Three years ago I even met a girl courier, only sixteen years old. She was as curious as a little squirrel and every time I came up with a new place and new position for her to give herself to me in, teaching her the psychogeography of the city and sexual acrobatics at the same time. We opened the season in a cubicle of the editorial office restroom, where I dragged her after the bottle of wine with which we had celebrated her first pay packet. Then came an attic, the stairway of a Stalinist skyscraper, a basement, where my courier suddenly started feeling dizzy and I had to drag her back out into the fresh air, stumbling over the pipes and tearing my jacket. Then the driver’s cab of a dump truck that had been left unlocked overnight, a building still under construction and – the brilliant crowning moment of our affair – a room in the Rossiya Hotel, where I saw her completely naked for the first time: her navel was pierced and she had a little rose tattooed on her left buttock. The girl used to wear boots with thick soles and she only put on a skirt for her assignations with me – because it was too awkward taking off the trousers with numerous pockets that were her uniform on every other day. That evening in the hotel we completely satisfied our mutual curiosity and when we parted, I think we took away only the very best of memories.
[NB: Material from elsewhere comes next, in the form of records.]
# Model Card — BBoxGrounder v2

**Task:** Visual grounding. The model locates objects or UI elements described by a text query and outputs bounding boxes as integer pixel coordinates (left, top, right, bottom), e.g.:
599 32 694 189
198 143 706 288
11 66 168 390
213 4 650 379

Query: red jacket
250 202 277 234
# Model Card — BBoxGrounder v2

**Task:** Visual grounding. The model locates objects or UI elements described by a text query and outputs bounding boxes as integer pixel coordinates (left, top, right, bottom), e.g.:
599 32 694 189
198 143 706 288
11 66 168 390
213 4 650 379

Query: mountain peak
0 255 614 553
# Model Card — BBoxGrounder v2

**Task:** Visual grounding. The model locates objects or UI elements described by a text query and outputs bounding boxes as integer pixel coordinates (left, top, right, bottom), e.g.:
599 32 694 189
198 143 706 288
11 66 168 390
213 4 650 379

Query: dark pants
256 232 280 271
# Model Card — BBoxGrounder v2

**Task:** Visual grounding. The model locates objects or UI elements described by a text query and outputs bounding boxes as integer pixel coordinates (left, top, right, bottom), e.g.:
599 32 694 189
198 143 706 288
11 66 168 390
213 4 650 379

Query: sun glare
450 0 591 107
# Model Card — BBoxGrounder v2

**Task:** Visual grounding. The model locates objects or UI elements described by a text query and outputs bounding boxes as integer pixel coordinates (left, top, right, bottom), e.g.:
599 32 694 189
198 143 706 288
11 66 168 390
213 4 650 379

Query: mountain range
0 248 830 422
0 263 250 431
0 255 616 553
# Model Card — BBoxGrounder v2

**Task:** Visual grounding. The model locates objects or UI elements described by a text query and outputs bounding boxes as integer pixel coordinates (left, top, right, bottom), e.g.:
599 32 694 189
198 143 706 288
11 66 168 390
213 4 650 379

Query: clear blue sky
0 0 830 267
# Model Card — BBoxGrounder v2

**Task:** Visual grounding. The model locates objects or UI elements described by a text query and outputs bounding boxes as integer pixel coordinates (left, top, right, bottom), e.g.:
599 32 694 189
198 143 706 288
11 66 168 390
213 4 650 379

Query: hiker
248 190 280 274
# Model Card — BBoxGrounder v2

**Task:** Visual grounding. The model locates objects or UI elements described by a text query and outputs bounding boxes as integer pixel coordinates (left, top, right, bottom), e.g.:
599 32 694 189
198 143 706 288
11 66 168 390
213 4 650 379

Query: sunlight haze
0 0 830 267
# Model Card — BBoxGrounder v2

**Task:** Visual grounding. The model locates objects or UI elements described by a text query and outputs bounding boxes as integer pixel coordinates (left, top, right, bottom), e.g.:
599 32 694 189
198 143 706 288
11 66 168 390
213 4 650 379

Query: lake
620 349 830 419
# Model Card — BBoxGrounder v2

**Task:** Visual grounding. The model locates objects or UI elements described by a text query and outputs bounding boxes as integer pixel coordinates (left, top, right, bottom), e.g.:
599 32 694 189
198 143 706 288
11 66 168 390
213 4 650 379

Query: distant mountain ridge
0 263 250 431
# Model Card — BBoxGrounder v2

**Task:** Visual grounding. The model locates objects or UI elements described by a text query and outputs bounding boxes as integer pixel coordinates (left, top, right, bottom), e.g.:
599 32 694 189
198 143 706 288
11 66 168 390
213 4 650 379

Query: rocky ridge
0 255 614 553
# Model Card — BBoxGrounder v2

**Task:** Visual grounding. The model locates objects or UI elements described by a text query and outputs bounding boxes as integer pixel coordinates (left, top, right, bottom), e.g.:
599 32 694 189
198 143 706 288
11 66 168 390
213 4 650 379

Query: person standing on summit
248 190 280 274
I knew all the places where I passed the time with my little courier very well. With my practiced eye I could tell immediately which entrance would be best for our next brief encounter. I prefer the ones where the elevator and the stairs are separate and you can feel safe on the landing of the top floor. As I grew older, however, I started preferring girls who had their own apartments. Fortunately, there were more and more of those, nowadays even students try to rent a place to avoid being crammed in with the old folks, never mind Ksenia, who’s my boss, after all, and not even the memory of her lips clasped round my prick can change that fact. But even if we forget about that, it really would be embarrassing for a respectable grown-up man to carry his young companion off to a basement, like some spotty teenager. There were still hotels, but they have been getting more expensive with every year that passes, and I can’t bring myself to pay a fifth of my monthly salary for two hours in my lover’s arms. I’m a family man after all, the father of two children, the husband of my wife.
It’s easy to be unfaithful to your wife. Especially if your wife also happens to work in the liberal professions and has a liberal outlook on life, if you have an open marriage and she is willing to close her eyes to your infidelities. She sits on top of you, closes her eyes and starts swaying smoothly to and fro until she suddenly explodes into a long, drawn-out sigh and collapses, pressing down on you with her heavy breasts and scattering her red hair that is starting to turn gray. Holding her carefully by the buttocks, you make two or three thrusts into her and shoot your load too. And that’s it,
finito
, you can open your eyes. In our sexual duet Oxana assigns the passive role to me, and even that doesn’t happen very often. It’s a long time since I last managed to persuade her to vary our games – the times when the young student of the Russian University for the Humanities demonstrated the fundamentals of sexual acrobatics to me on the carpet in her parents’ parlor were consigned to oblivion long ago. She likes to be on top, and I don’t know what’s more important here – subtle points of physiology or the desire to dominate. In our family life the missionary position has been an exotic exception. The last time we tried it was probably on the day when Oxana refused to let me go to Chechnya.